Most sales are in Accessories and Printers, with a similar level of sales between Tablets, PC’s and Laptops. While this data is not complete it gives us a picture as to what the current sales are coming from.
Below we see the sales of one month at Electronidex, with 58% of transactions containing Desktop’s, and 53% containing Laptops. This is a much higher frequency than the existing sales at Blackwell.
With the higher sales of Desktops acquiring Electronidex could provide, we can utilize the high confidence rates the below 10 rules their transaction data provides to increase sales in Desktops, by providing discounted bundle deals on the lhs item sets. This could be best encouraged with Blackwell existing high sales in Accessories to push more sales in Desktop computers:
inspect(head(RULEtrans,10))
## lhs rhs support confidence coverage lift count
## [1] {Computer Mice,
## Keyboards,
## Printer Ink} => {Desktop} 0.01057448 0.9285714 0.01138790 1.601069 104
## [2] {External Harddrive,
## Laptops,
## Monitors} => {Desktop} 0.01098119 0.9075630 0.01209964 1.564846 108
## [3] {Laptops,
## Printers,
## Tablets} => {Desktop} 0.01291307 0.9071429 0.01423488 1.564122 127
## [4] {Computer Headphones,
## Monitors,
## Printers} => {Desktop} 0.01331978 0.8972603 0.01484494 1.547082 131
## [5] {Accessories,
## Computer Headphones,
## Computer Mice} => {Desktop} 0.01026945 0.8938053 0.01148958 1.541125 101
## [6] {Monitors,
## Printers,
## Tablets} => {Desktop} 0.01382816 0.8888889 0.01555669 1.532648 136
## [7] {Keyboards,
## Monitors,
## Printer Ink} => {Desktop} 0.01535333 0.8882353 0.01728521 1.531521 151
## [8] {Computer Mice,
## Monitors,
## Smart Devices} => {Desktop} 0.01209964 0.8880597 0.01362481 1.531218 119
## [9] {Computer Chords,
## Computer Headphones,
## Monitors} => {Desktop} 0.01037112 0.8869565 0.01169293 1.529316 102
## [10] {Monitors,
## Speakers,
## Tablets} => {Desktop} 0.01189629 0.8863636 0.01342145 1.528294 117
We also notice Electronidex offer a new consumer market to increase revenues, with some transactions being Business to Business as well as, like Blackwell’s existing market, Business to Consumer. This opens up a brand new revenue stream for Blackwell should they acquire Electronidex. As previously mentioned, we calculate the B2B to be 15% of all transactions which, when combined with the fact B2B transactions tend to be higher volume, could create large profits.

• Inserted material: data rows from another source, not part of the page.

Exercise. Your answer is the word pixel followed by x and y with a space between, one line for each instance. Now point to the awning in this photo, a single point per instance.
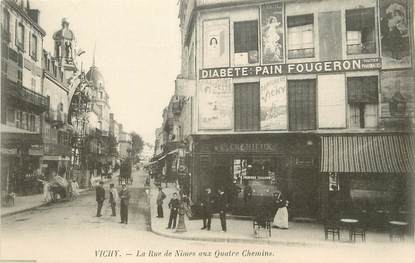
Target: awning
pixel 368 154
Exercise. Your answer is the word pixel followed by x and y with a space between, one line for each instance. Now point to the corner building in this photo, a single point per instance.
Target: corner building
pixel 312 98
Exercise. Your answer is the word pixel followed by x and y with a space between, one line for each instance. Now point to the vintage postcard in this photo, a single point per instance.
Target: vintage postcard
pixel 207 131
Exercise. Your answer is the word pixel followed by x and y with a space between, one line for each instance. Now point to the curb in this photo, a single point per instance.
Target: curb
pixel 81 192
pixel 239 240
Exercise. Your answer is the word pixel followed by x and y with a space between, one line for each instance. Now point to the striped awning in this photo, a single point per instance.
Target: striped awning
pixel 368 154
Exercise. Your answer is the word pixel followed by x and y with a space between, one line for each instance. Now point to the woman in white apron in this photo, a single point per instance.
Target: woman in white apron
pixel 281 217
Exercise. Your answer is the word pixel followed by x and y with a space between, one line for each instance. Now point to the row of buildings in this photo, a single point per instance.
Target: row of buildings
pixel 311 98
pixel 40 101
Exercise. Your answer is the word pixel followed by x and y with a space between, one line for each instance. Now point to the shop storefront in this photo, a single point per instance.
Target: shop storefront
pixel 251 167
pixel 368 176
pixel 20 159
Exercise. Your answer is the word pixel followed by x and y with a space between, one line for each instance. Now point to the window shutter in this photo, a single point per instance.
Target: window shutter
pixel 247 113
pixel 302 104
pixel 362 89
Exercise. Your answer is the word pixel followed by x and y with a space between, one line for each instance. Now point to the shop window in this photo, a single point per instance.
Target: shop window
pixel 33 47
pixel 363 101
pixel 300 36
pixel 302 104
pixel 20 32
pixel 32 123
pixel 246 42
pixel 247 113
pixel 6 25
pixel 360 31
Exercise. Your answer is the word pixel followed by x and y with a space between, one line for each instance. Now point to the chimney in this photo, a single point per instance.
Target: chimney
pixel 34 15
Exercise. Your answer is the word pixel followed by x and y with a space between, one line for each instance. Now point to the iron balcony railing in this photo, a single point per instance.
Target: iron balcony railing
pixel 26 95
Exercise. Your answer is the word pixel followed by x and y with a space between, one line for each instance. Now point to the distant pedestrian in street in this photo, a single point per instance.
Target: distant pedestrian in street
pixel 124 202
pixel 100 197
pixel 160 197
pixel 174 207
pixel 206 204
pixel 74 189
pixel 281 217
pixel 222 207
pixel 113 199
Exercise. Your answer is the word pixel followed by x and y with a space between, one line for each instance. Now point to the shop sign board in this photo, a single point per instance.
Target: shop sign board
pixel 273 103
pixel 215 104
pixel 292 68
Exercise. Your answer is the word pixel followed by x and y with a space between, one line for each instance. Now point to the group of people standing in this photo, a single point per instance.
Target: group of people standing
pixel 123 197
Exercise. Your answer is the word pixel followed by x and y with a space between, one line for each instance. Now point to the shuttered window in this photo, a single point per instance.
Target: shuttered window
pixel 302 104
pixel 360 27
pixel 247 112
pixel 245 36
pixel 362 89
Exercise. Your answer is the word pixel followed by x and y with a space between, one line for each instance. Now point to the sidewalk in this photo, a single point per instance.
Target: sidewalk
pixel 241 231
pixel 25 203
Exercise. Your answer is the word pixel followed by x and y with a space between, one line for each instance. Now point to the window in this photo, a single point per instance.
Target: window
pixel 20 36
pixel 32 126
pixel 246 42
pixel 302 104
pixel 10 115
pixel 247 112
pixel 300 36
pixel 19 77
pixel 363 101
pixel 33 84
pixel 6 25
pixel 360 31
pixel 33 47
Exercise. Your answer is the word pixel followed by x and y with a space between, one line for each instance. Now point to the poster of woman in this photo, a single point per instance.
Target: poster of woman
pixel 272 33
pixel 395 33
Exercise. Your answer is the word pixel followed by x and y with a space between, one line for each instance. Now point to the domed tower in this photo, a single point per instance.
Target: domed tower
pixel 100 103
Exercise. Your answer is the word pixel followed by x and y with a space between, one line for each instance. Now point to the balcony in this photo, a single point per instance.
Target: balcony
pixel 25 96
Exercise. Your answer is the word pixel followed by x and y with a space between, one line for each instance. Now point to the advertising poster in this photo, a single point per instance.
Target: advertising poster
pixel 272 25
pixel 215 104
pixel 397 99
pixel 273 103
pixel 216 43
pixel 395 33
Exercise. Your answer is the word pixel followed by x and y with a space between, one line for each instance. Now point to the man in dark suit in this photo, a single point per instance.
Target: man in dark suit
pixel 174 208
pixel 124 196
pixel 100 197
pixel 206 204
pixel 222 207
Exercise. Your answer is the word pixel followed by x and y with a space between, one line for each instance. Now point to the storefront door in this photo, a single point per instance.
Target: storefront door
pixel 305 193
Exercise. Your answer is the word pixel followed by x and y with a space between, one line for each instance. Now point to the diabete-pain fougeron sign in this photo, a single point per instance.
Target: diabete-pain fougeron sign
pixel 292 68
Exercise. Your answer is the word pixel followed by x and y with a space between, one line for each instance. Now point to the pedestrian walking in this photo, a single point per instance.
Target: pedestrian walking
pixel 206 204
pixel 174 207
pixel 222 206
pixel 281 217
pixel 160 197
pixel 124 202
pixel 100 197
pixel 113 199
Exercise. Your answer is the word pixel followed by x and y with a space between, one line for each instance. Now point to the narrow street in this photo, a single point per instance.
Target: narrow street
pixel 66 232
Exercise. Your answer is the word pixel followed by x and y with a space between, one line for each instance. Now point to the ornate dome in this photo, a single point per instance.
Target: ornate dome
pixel 95 77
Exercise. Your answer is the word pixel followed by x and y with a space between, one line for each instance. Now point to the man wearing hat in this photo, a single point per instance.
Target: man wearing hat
pixel 160 197
pixel 100 197
pixel 124 201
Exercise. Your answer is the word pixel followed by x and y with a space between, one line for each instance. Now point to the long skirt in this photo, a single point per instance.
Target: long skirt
pixel 281 218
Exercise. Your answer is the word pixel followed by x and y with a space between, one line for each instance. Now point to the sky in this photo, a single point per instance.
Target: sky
pixel 137 51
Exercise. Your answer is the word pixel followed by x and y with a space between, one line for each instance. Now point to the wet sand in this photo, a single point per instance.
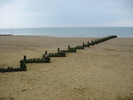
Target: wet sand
pixel 101 72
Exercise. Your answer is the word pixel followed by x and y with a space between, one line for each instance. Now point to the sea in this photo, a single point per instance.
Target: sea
pixel 122 32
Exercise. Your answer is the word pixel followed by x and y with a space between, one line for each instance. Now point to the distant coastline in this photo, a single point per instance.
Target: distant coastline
pixel 122 32
pixel 5 34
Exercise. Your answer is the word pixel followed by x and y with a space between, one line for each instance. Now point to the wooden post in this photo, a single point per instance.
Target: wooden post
pixel 45 52
pixel 24 58
pixel 58 49
pixel 88 44
pixel 68 47
pixel 83 44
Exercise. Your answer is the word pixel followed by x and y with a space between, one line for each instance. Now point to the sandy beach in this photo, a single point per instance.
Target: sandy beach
pixel 101 72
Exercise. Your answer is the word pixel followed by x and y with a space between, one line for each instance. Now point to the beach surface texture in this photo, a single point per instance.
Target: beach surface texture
pixel 100 72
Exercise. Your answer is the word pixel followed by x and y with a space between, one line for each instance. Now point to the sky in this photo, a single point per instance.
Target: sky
pixel 66 13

Another new revenue stream is the fact that Blackwell currently do not stock any Apple products. A shown below, 4 of the top 10 most frequently purchased items at Electronidex are made by Apple. We also found out that 64% of all transactions have at least one Apple product in them.

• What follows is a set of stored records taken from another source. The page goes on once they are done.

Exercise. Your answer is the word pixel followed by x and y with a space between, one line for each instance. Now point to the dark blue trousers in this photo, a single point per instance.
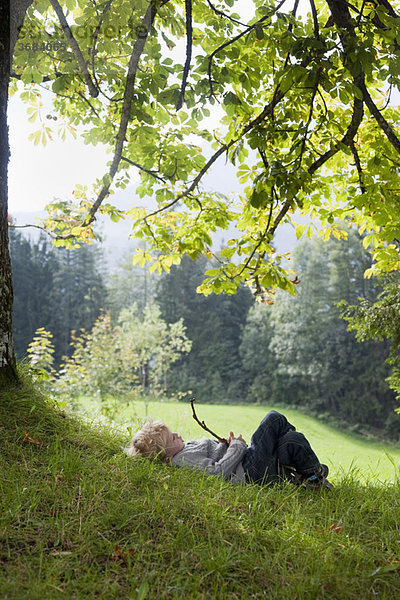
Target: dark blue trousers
pixel 274 445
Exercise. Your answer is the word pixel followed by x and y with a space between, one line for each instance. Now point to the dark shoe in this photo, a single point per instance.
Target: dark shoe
pixel 318 479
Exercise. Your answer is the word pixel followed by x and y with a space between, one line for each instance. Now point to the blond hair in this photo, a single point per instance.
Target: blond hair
pixel 150 441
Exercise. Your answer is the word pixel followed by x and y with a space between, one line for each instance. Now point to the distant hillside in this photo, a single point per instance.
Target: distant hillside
pixel 116 236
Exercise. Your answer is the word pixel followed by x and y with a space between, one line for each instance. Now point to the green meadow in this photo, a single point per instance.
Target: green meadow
pixel 366 458
pixel 81 520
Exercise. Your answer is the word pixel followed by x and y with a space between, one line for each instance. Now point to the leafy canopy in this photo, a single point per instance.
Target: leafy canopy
pixel 298 99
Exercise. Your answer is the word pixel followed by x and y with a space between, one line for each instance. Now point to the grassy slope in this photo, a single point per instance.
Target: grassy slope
pixel 78 519
pixel 340 451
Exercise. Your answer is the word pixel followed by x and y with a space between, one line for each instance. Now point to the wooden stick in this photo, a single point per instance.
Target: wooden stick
pixel 203 425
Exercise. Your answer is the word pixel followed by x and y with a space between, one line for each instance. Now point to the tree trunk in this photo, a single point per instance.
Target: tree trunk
pixel 11 20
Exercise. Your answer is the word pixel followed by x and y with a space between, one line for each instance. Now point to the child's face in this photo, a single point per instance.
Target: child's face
pixel 173 443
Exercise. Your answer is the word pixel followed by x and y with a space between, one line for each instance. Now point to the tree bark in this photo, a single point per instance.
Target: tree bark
pixel 11 19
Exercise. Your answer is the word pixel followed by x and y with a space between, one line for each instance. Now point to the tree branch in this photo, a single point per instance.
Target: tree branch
pixel 235 39
pixel 203 425
pixel 94 92
pixel 189 36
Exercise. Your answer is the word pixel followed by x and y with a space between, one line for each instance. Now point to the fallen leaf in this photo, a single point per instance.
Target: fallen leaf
pixel 334 529
pixel 120 555
pixel 30 440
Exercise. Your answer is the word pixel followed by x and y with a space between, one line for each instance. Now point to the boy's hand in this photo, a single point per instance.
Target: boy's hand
pixel 233 437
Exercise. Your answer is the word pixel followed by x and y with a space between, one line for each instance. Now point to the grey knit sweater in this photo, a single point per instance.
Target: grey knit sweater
pixel 213 457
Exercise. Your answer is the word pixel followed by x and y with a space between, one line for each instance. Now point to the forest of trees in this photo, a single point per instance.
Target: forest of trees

itemFrequencyPlot(transactionsMatrix, topN=10, type ='absolute', horiz=TRUE, cex.names=0.6)
100 * (length(Appletrans)/length(trans))
## [1] 63.7214
It is for the above reasons that I believe there are huge potential upsides for Blackwell acquiring Electronidex. Not only does it provide multiple new revenue streams with different products, but also a new potential customer base. Should the acquisition take place, we have lots of rules we can implement with a focus of increasing sales in Desktop computers by creating discounts in some of the lhs sets in the above rules.